Durant has played his way into another MVP conversation through two months of the season, but as Vaughn and his teammates agree, the 34-year-old is playing at possibly the highest level of his star-studded career.
"The teams throw everything at him, so that piece of it, I think it warrants that conversation," Vaughn said. "Just because at the end of the night -- you look at the stat sheet and it's an extremely efficient night ... You just see it in a variety of ways, which means his game is getting better still, which is pretty difficult to say but some truth behind it."
Nets guard Kyrie Irving agreed.
"Numbers show," Irving said, after scoring 38 points of his own. "When we're out there it doesn't necessarily feel like that because he makes it look so easy or he gets it in a myriad of ways -- when he gets on stretches like this, you want to play well alongside of him, that's really how I feel.
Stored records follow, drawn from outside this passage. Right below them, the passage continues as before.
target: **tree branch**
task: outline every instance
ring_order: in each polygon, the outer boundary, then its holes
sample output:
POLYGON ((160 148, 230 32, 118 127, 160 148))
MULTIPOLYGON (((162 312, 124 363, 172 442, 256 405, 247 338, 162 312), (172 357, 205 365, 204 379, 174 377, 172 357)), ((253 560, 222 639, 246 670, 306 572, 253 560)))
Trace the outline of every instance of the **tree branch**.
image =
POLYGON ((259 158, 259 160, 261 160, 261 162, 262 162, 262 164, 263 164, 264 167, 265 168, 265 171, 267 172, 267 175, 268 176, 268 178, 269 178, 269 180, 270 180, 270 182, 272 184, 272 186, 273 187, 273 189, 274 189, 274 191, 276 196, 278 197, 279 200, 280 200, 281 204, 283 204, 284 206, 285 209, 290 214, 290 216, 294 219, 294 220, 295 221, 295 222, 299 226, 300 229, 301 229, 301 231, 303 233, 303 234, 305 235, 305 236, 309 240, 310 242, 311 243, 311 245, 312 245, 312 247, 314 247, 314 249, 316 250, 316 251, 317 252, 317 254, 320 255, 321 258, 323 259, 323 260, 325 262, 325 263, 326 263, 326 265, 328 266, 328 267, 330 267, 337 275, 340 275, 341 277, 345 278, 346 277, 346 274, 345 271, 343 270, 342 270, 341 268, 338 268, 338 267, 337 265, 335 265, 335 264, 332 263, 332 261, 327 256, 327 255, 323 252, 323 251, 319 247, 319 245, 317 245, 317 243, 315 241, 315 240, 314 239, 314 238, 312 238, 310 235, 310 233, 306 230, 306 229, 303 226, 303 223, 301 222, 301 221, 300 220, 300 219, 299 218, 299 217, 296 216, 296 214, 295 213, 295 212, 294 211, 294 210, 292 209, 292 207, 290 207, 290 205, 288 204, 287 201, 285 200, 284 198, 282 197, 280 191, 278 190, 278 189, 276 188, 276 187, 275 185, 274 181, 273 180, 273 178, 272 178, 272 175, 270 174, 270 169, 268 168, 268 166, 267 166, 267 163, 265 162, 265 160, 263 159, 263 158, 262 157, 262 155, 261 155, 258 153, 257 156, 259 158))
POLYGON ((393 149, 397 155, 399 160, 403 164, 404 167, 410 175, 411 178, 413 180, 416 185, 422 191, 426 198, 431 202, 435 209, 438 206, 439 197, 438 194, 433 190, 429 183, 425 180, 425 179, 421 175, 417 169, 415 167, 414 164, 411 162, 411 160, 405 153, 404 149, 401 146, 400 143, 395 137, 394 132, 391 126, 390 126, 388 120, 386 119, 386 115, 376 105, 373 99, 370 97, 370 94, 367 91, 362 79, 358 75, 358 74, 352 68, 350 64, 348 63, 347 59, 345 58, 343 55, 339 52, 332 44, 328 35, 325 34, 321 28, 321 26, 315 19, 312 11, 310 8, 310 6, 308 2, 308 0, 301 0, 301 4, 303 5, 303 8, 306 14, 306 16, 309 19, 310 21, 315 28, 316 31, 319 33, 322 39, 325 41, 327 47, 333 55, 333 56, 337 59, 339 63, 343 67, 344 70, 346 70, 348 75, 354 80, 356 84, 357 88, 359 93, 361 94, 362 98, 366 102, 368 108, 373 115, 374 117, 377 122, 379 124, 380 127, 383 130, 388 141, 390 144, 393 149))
I want to play well alongside him."
Durant hesitated when asked if this is the best stretch of his career, noting the other unbelievable stretches he's been on during his 16-year career, but he did acknowledge feeling more at ease on the floor than at any other point during his time in the league -- because of all the different defensive looks he's seen through the years.
"I just think mentally I understand the game a little bit more," Durant said. "I'm not too surprised by anything that's thrown at me. I could say I'm on a different level mentality wise than I was as a younger player a few years ago. But I felt like I had some great stretches of basketball before, but this is pretty solid.
"I'm having fun, I'm knocking down some shots right now so I can't compare, I try not to compare, but I feel mentally I'm getting better and I'm starting to understand the game on a different level than I did before."
After a rocky start on and off the floor, the Nets are having as much fun as they've had in the last year over the last few weeks while rattling off 10 wins in their last 11 games. There is an ease within the locker room -- and on the floor -- that is palpable for a group that believes its best is still ahead of them, especially with the way Durant continues to play.
"It's one thing if one person on the team is scoring 40 every night, 35 every night," Irving said. "But when we're dishing the ball the way we are, when we're playing defense the way we are, then it makes his performance even more spectacular, as it should, because we're winning."
Edmond Sumner summed up how many within the Nets locker room were feeling after watching Durant go 14-for-22 from the field, 12-for-13 from the foul line, grab six rebounds and dish out two assists in 36 minutes.
"I wouldn't say surprising," Sumner said with a smile, while describing Durant's latest performance. "But it's like, 'Man, this guy is on another level ... he just keeps taking it up a notch. He's not slowing down at all."
Irving just wants his teammates to enjoy the ride that they're on now with Durant leading the way.
"I definitely don't take it for granted," Irving said. "We've got to enjoy the time while he's here, not just as a teammate, but the whole entire world watching. He's impacted the world of sport, completely, but when he's doing performances like this on a consistent basis, you can't take it for granted."